I am known for many quotes: some mine, some of others. There is one I strive for every single day.
Specificity is the rule.”
Simple enough, right? Or is it?
For me, it calls into question our ability to actually be honest. We have to say what we mean, as well as mean what we say.
We have covered portions of this quote in some of the posts about questions. Failing to follow the rules leads to bizarre, dangerous and unpredictable results.
I am a stickler for answering the question which is asked. I do not assume to know what is going on in your cranium (if anything). I will not volunteer the information you are likely seeking because you ask me either a tangential or passive-aggressive question.
To be entirely frank, I often point out passive-aggressive questions as PA and refuse to answer on principle. If you would like for me to endorse your grasp of the concept, ask… I might. If you ask me a yes-or-no question, be prepared for “yes” or “no” with no further explanation. Surveys are easy, and thank you for aggregating my results with those of random others.
Likewise, if you ask me “how”, I will tell you “how” and will keep “why” to myself.
So, what about statements?
Allusions are a literary technique meant to ignite intrigue and suspense or to show connection to other parts of the story or real life. They have no business being the sole method of soliloquy. When they are, the message the listener gets is a short list:
- Speaker believes Listener should revere the ability to use indirect speech.
- Speaker really has no concept what the subject is.
- Speaker is convinced Listener is not as smart.
Is this something you want as a speaker or listener? Then, follow the rule!
Specificity is the rule.”
1. Indirect speech is a characteristic of passive-aggressive behavior. By allowing Listener to draw conclusions, when the wrong one comes out of the hat, Speaker has the knee-jerk, I never said that defense.

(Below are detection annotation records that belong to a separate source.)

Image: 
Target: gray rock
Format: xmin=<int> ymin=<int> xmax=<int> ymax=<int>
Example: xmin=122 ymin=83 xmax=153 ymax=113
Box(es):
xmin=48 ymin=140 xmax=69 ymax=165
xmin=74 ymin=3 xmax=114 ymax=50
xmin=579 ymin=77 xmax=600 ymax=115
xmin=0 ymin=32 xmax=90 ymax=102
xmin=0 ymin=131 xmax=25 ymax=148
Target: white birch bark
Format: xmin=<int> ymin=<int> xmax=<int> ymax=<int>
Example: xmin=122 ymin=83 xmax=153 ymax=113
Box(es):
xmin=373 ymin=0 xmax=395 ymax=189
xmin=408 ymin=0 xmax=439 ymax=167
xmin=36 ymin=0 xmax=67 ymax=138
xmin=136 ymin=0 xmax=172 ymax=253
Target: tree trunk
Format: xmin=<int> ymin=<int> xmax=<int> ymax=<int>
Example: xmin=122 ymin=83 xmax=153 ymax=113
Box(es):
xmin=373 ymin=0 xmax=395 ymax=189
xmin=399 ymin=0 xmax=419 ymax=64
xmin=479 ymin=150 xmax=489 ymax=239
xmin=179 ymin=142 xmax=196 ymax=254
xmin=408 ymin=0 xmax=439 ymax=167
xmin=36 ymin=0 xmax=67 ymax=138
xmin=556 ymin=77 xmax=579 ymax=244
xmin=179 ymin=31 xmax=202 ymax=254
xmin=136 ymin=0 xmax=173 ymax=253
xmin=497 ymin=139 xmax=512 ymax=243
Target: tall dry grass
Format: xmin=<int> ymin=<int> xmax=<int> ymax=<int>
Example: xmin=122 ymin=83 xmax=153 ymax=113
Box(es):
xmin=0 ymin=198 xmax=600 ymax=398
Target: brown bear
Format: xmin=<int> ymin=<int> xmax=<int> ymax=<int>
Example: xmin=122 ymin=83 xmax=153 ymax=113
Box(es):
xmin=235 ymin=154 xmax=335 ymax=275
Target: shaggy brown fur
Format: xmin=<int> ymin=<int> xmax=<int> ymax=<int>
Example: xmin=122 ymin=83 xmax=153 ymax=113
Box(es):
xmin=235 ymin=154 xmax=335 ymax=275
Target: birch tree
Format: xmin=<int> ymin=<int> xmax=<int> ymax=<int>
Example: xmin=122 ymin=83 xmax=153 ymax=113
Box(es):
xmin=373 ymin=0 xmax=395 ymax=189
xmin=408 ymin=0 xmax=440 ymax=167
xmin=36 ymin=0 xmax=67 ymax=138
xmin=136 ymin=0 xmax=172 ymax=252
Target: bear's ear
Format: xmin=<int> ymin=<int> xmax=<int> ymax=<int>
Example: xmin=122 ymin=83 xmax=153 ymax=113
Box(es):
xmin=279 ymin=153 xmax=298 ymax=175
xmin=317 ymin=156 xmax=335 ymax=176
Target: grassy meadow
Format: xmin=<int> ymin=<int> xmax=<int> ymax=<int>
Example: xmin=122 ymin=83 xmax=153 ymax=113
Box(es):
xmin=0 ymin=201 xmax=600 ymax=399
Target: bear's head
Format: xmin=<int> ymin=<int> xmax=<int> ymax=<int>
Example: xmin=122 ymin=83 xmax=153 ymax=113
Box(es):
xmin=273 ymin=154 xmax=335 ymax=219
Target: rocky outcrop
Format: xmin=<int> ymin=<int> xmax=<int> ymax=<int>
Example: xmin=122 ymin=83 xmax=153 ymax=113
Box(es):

Shameful.
2. Mixing metaphors and alluding to subjects about which Speaker has only nominal knowledge confuses those who understand all of the components of the mishmash being vomited from Speaker’s lips.
3. If Listener really is not as smart, Speaker should be using definitions, slides and show-and-tell to help Listener understand… not insulting Listener.
Is it really all that difficult to say what you mean? Do you know someone who has never made a definitive statement in the longevity of your relationship?